ENGLISH
Him speaking about his past:
1963, shortly after graduating from Academy of Arts, I received an invitation to become an assistant instructor for photography under the graphics department. I was the only one among the seven graphic arts graduates who was interested in photography and who owned a camera. After two years of working as an assistant instructor, I was invited to Vienna by the government of Austria to study master degree on photography. At the end of that year in Vienna, I opened my first exhibition. By the time I returned to my own land, Turkey, my view on photography was profoundly changed.
In those times in Istanbul, photography was only subjected towards taking pictures of the sunsets, national zoo at the Park, flowers and fruits on the branches. Sometimes a photographer would be hired for history or tourism promotions. In terms of art, some portrait photography was being done but that's all.
I will never forget, the master photographer of our teachers, Şinasi Barutçu exhibited his works and the subject was "cherries on the branch".
Because of the fact that I was coming from the graphic arts field, my view on photography was quite different. I was curious about exploring the not yet discovered techniques and putting more emphasis on composition instead.
One morning, my German professor, Frank Mezger called me to his room. He wanted to share with me some of his most recent slides. That was the day that he changed the way I thought of photography from it's roots. Since then I realized that I can take pictures of old rusty panels or collapsed brick walls or the textures of an old wooden house and say, "it is not about the subject, it is all about the composition of shapes, colors and textures".
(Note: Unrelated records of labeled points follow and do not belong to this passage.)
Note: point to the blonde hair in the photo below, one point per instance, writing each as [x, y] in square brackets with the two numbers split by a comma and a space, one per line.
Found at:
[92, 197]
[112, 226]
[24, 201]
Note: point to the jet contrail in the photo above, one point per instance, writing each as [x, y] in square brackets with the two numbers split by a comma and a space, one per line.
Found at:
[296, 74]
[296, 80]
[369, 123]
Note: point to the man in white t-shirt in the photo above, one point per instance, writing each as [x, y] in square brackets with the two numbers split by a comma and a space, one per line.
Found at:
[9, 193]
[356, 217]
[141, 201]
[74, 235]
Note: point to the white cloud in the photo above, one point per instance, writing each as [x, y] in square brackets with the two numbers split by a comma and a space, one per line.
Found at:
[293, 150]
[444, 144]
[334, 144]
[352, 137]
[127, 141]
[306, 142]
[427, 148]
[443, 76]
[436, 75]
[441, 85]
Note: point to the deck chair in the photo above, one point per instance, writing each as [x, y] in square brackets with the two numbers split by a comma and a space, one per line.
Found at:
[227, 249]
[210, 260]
One incident was that I photographed a panel on a fisherman's boat in Eminönü. It was a graphic composition of red circles and blue stripes. When I shared this work with my master at my class to get his critique, I was told that there should have been some fish shinning like silver to make this picture better. I couldn't help but laughing. No matter if I had upset my master, to me it was so obvious that I was only interested in the movement that those shapes and colors created in my composition.
Photography is not displaying what the lens can see. And it will be an art proportionally to the amount the photographer pours in his feelings and thoughts in his picture taking. Lens will only look, but the photography sees it.
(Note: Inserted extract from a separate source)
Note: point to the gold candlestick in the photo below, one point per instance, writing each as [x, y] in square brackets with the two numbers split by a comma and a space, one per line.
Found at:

Nature provides us the infinite amount of beauty made of such combinations of these components. If I need to put it in a few words, only thing I do is to detect the dance of the shapes, colors and textures and picture it through my lens.
It was three years later that I was replaced with another assistant instructor. Very sadly and without my will, I discontinued my work at school.
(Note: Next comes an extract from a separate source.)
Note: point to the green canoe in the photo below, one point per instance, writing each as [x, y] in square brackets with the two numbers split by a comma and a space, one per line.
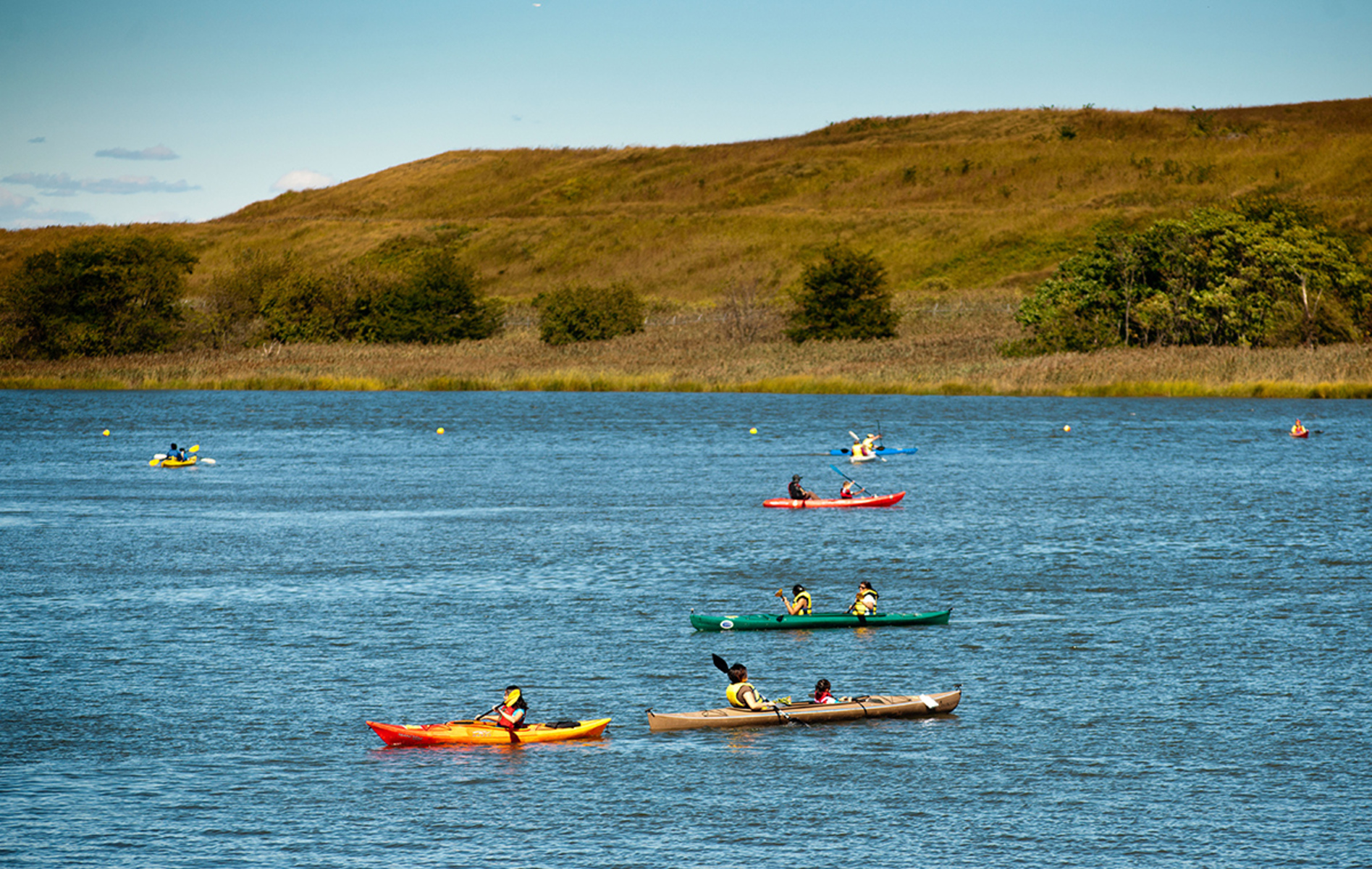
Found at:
[766, 621]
I quickly set up my studio in Cağaloğlu and worked as a graphic artist and commercial photographer. I worked so many years here also designed the ceramic patterns for Çanakkale Seramik. Later on moved to this factory's central location and created the department for motive film making and photography studio for them. I continually worked photographing the factory's sectors on the helicopter.
8 years later I retired from this company and put an end to my working life.
These moments of writing this biography, I am resting and living my last years of my life in the gardens of my house in Şile, Istanbul.
I thank my son Murat Erdemsel very much for making this book of my art which will also be holding this short biography in it's early pages.